Bu tartışmalarda örnek olarak da 1991’deki Körfez Savaşının CNN’nin meşhur yorumuyla nasıl sunulduğunun verildiğinden bahsetti. Lynch, “propagandanın” aksine barış gazeteciliğinde, toplumun farklı kesimlerinin bakış açılarını yansıtmanın önemine değindi.
Ayrıca günlük gazetelerin çok uzun zaman boyunca dominant medya aracı olduğunu, şimdi de onun yerini televizyonun aldığını söyledi.
“Haberler değerine göre değil, gündeme, izlenebilirliklerine göre seçiliyor. Ancak medya artık daha çeşitli ve yaygın, gazeteciliğin ekonomik temeli de değişiyor. Bunun gibi barış gazeteciliği eğitimleri de çeşitlenip fazlalaşıyor.”
Haber içeriğinde “propaganda gazeteciliği”
Dr. Lynch, barış gazeteciliğinde, halkın haber alma hakkının gözetilerek, bilgiye kamunun ulaşımının hayati önemde olduğuna, bu konunun uluslararası platformlarda da sık sık dile getirildiğine değindi.
Toplantıda ayrıca bilginin kamusallaşmasında, sosyal medyanın önemi ve dijitalleşmenin etkileri de konuşuldu. Lynch, dijitalleşmenin haber yapımında etkili olduğunu, haber dilinin ve içeriğinin buna uygun olarak de değiştiğini ve “Haberin nerede başlayıp nerede bittiğini kestirmenin bazen zor olduğunu” söyledi.

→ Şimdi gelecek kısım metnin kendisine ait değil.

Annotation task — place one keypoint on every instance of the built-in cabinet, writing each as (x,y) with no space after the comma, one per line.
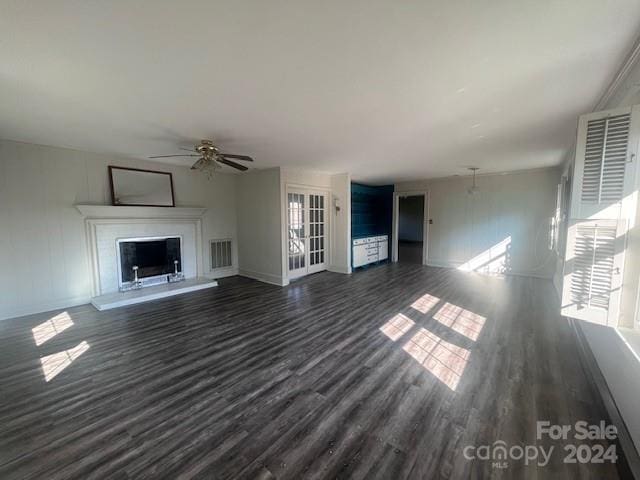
(370,250)
(371,216)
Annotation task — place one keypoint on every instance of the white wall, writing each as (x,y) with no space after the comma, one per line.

Lynch, “Artık sosyal medyayı görmezden gelmek imkansız” dedi.
Anaakım medyanın habere tavrı konuşulurken, Noam Chomsky’nin “propaganda gazeteciliği” modeli de anıldı.
Dr. Lynch, anaakım medyada neyin söylenebileceğinin, neyin yayınlanabileceğinin sınırlarının çoğunlukla önceden belirlenmiş olduğunu belirtti.
Sözlerine örnek olarak da ABD’de yaygın medyanın Vietnam savaşındaki gibi “ihtilafın meşrulaştırılması” aracını kullanmasını ve insanların haberin bir parçası olmaktan dışlanmasını verdi.
Aynı durumun, 11 Eylül 2001’de New York’taki Dünya Ticaret Merkezine düzenlenen saldırıların sonrasında da yaşandığını, 9/11 ile medyada büyük bir değişikliğin gözlemlendiğini ekledi.
“İnsanları dinledikçe önyargılar yıkılıyor”
Katılımcıların, “barış gazeteciliği eğitimlerinde nasıl bir yol izledikleri” şeklindeki sorunu da şöyle yanıtladı: “Şöyle yapılmalı, böyle yazmalısın demek yerine, danışman rolü üstlenerek, öğretmekten çok danışmalarını salık vererek ilerliyoruz.”
Dr. Lynch, çatışma bölgelerindeki gazetecilikle ilgili bir soruya da Makedonya’daki 2001’deki çatışmaları örneğini verdi, çatışmaları yerinde izleyen gazeteciler ile haberi Londra’dan takip eden gazetecilerin bakış açılarının farklı olduğunu anlattı.
Dr. Lynch, “toplama kamplarına” benzettiği Avustralya’daki mülteci kamplarından yapılan bir haberin kamuoyunun dikkatini çekmediğini ancak Afganistanlı bir mültecinin orada neler yaşadığını anlatmasının, insanları etkilediğini ve kamplara karşı bakışlarının değiştirmesine yol açtığını anlattı.
“Barış konuşuldukça barışa yaklaşılıyor”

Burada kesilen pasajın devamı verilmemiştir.